Ton nom est Râ — Ton nom est Sun
Sol — Soare — Zon — Nap
Ici tu te nommes Soleil
Tu es le Dictateur de l’été et pourtant, tu es
Le Réconfort de l’automne
Mais également
La Délicatesse de l’hiver
Et encore
L’Impatience du printemps.
Chaleur violente et Rayons agressifs
Brûlure, Incandescence, Ardeur mortelle
Embrasement des jours sans fin
Chatoiement des soirées qui ne cessent de commencer
Tu as assoiffé — tu as desséché — tu as incendié
Les semis du printemps promettaient une récolte raisonnable et inattendue pour moi qui n’ai jamais connu l’expérience du travail de la terre; c’est dire si le terrain est de bonne volonté et que l’humus, savamment honoré par mes aïeux, a la mémoire du respect qui lui est porté. Et je voyais en cela le signe encourageant du projet que j’ai élaboré voici presque un an, neuf mois plus ou moins. Je sais maintenant que je ne serai jamais en paix et que je ne peux pas éternellement tourner le dos à la communauté humaine. Je suis obligé de retourner en ville régulièrement et cela me terrifie, car, sans aucun doute, j’ai peur de mes faiblesses. La solitude me convient et m’effraie aussi. Mais je la remplis, je la comble. Quand elle est trop présente, je la regarde comme une compagne et lui demande de l’aide. Je lis, je médite, je marche, je parle seul, j’enrage, je tombe et me force à me relever.

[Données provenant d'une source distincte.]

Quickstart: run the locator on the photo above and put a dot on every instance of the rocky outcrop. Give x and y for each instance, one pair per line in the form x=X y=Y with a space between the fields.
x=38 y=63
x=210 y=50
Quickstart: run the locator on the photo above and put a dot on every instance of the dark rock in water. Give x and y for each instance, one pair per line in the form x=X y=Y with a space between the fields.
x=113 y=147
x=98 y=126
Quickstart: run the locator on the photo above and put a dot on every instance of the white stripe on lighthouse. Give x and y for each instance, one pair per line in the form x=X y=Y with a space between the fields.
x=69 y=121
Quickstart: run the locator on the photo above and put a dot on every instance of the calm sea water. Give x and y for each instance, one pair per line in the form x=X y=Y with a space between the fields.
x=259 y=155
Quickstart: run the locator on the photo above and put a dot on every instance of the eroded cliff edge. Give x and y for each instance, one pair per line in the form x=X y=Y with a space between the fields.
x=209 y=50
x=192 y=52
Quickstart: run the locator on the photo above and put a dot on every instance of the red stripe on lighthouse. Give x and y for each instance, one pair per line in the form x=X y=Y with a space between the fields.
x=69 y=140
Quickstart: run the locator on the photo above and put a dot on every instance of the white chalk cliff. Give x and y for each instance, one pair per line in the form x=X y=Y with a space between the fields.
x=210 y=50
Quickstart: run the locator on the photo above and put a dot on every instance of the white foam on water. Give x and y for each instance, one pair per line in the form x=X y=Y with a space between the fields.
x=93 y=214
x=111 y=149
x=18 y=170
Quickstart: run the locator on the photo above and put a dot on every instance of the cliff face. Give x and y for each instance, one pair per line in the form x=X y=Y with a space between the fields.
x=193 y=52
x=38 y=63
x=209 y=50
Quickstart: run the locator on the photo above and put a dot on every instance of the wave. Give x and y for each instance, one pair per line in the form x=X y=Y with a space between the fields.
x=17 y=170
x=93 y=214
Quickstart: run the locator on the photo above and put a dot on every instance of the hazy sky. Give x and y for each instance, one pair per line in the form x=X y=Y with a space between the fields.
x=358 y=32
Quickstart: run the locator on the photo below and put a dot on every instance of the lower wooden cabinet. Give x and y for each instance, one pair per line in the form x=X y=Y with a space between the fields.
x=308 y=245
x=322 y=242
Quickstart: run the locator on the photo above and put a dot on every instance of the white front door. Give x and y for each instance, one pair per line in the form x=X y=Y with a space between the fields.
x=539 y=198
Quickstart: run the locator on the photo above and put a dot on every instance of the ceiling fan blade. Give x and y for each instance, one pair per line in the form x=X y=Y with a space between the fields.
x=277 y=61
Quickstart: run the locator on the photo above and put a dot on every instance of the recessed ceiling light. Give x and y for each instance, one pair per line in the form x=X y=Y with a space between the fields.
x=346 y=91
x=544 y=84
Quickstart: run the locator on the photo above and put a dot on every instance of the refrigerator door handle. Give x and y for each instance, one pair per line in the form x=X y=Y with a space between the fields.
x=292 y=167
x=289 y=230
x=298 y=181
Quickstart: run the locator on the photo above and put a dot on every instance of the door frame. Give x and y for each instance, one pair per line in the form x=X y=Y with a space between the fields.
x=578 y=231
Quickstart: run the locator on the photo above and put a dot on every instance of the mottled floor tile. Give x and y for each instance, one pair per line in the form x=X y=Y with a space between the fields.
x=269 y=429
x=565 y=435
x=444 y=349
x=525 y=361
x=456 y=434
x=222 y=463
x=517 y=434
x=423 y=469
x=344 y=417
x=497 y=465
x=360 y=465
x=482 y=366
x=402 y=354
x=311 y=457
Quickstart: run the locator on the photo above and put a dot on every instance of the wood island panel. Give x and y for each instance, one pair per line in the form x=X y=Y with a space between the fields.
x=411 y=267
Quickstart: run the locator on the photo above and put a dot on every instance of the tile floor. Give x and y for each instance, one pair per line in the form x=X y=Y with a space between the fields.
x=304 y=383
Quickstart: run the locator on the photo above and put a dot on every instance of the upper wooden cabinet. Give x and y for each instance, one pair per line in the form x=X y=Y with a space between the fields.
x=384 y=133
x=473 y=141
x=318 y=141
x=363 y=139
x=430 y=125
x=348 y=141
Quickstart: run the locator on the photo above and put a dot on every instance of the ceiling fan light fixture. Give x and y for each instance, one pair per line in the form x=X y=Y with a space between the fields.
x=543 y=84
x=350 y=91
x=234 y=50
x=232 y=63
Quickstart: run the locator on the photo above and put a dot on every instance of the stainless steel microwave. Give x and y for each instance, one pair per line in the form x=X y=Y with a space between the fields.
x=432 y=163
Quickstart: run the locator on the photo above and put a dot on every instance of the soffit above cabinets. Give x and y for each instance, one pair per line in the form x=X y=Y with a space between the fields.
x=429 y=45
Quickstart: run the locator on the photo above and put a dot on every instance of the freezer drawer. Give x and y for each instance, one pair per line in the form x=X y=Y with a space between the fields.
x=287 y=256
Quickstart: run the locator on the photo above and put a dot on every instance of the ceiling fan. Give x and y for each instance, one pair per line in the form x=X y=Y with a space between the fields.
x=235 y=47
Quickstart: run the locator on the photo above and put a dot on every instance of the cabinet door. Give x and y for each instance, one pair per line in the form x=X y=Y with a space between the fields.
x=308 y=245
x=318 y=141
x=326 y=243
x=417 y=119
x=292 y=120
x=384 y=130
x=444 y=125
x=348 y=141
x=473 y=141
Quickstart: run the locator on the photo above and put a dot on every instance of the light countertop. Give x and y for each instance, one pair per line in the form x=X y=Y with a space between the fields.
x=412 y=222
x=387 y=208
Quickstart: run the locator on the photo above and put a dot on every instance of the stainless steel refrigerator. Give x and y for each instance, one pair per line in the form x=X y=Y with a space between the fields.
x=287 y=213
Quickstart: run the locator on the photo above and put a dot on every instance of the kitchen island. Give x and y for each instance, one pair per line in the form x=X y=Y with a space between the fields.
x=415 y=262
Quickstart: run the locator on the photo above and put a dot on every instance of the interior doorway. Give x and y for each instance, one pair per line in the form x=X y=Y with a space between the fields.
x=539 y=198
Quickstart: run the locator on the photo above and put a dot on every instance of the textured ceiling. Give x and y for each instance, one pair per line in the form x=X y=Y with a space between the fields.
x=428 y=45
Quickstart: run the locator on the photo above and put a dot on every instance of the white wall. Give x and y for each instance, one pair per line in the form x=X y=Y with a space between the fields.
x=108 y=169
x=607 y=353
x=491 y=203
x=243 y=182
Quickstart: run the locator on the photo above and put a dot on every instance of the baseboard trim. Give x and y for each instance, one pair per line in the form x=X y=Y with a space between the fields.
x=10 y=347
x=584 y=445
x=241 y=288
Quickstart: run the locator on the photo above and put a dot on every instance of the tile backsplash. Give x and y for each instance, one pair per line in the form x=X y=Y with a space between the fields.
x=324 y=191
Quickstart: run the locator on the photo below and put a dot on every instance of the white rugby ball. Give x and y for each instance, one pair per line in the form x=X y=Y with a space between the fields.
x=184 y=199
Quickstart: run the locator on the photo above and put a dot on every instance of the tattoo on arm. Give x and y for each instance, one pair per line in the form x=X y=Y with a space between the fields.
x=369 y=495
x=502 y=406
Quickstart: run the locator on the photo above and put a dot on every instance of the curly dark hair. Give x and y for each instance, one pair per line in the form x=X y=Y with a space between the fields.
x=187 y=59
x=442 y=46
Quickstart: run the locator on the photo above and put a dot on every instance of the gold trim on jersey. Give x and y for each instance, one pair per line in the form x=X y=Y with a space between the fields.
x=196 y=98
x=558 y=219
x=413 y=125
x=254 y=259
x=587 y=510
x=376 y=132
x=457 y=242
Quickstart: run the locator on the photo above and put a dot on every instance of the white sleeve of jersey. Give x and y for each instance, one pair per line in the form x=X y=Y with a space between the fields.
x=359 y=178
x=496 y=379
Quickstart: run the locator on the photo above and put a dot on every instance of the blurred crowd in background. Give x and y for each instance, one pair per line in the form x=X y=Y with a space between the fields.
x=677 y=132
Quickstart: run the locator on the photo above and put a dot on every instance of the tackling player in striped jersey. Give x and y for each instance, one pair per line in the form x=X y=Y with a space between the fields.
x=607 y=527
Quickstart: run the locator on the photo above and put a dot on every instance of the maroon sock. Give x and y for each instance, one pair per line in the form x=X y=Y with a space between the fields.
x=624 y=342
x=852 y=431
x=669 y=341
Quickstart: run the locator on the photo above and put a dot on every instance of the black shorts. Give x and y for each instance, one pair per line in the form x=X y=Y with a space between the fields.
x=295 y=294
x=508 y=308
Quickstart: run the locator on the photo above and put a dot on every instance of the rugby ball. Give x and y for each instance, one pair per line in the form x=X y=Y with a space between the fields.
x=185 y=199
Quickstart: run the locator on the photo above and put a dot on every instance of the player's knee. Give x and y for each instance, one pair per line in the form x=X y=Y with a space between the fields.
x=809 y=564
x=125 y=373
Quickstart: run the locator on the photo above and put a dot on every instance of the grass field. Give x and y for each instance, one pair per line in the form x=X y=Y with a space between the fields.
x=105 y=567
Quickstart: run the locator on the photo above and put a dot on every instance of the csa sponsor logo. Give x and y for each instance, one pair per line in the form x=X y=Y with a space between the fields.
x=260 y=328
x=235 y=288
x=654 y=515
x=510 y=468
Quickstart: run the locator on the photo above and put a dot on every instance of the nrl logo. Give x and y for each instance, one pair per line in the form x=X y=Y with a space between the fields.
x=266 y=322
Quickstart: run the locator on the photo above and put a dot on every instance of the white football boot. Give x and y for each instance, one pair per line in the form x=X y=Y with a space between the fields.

Aujourd’hui, je n’y arrive pas: la terre fracturée a soif. Les plants sont grillés. Les deux chèvres squelettiques sont vivantes grâce à leur alimentation peu exigeante. Les poules ont fait le régal du goupil. La citerne est vide; je n’ai pas réussi, seul, à utiliser les ressources qui m’entourent. Je recompte les mois, le temps d’une grossesse, mais grossesse avortée: je constate les dégâts, j’arpente la terre meurtrie, je pleure sur le sol craquelé. Le soleil implacable n’est plus mon ami, il se moque de moi. La source est tarie, perdue. Jusqu’à ce jour, mon avenir était à la mesure des tâches à accomplir: les soins qu’exigent les légumes, le rythme imposé par la saison m’indiquaient le bout de chemin qui s’ouvrait devant moi. Ces choses à faire m’occupaient l’esprit et les mains. Je pense au rappeur Riles qui a relevé le défi fou de courir vingt-quatre heures d’affilée sur un tapis de course. Suivi d’une scie géante, représentant les pressions sociales et personnelles qui nous poussent à avancer malgré la fatigue et la douleur, il a expliqué qu’il était ainsi possible d’explorer la persévérance et la survie face à ces mêmes pressions. Que dois-je en penser? Dois-je me dire que cette fois encore j’ai échoué? Que vais-je faire maintenant?
Moi Vitale Sorgente
Souffle de Vie est mon prénom
Source est mon nom.
Fils d’Alonzo, le noble
Et fils de Mirabella, la merveilleuse
Je suis devenu Paysan
Utopique — Naïf — Candide — Ingénu
Poète — Conteur
Mais déterminé — méritant
Combattant de moulins-à-vent
Trop nombreux à domestiquer
Je me suis coupé du mal et de ses branches
Je brave ma détresse encombrée de souvenirs douloureux
Je deviens
Homme debout qui n’en peut plus de résister
Allongé sur le dos, je n’ose plus croire aux va-et-vient des lombrics qui labourent et aèrent le sol. J’oublie les araignées nettoyeuses, les taupes fouisseuses, les minéraux prometteurs en qui je voyais des alliés. Je décline les promesses du ciel et de la terre alors que l’automne se prépare. Un matin, j’ai récolté le latex des pavots de la jachère; j’ai pris le temps de le préparer et de le consommer. Me voilà maintenant, gisant, à suivre des yeux le vol en cercle des vautours. Je ne les crains pas, je suis leurs. Je suis bien, le corps enfin relâché sur un matelas de graminées. Je laisse se poser mon souffle et les herbes impriment leur double sur ma joue. Dans la Grèce antique, le vol des vautours était un présage de bon augure et on leur attribuait un rôle purificateur. Ils ont été réintroduits non loin de chez moi et très souvent, je suis allé les observer depuis le haut de la falaise où je me suis maintenant allongé. Nous n’avons presque plus de secrets les uns pour les autres. À force de les fréquenter, j’ai compris que je fais partie de leur colonie; je le sais.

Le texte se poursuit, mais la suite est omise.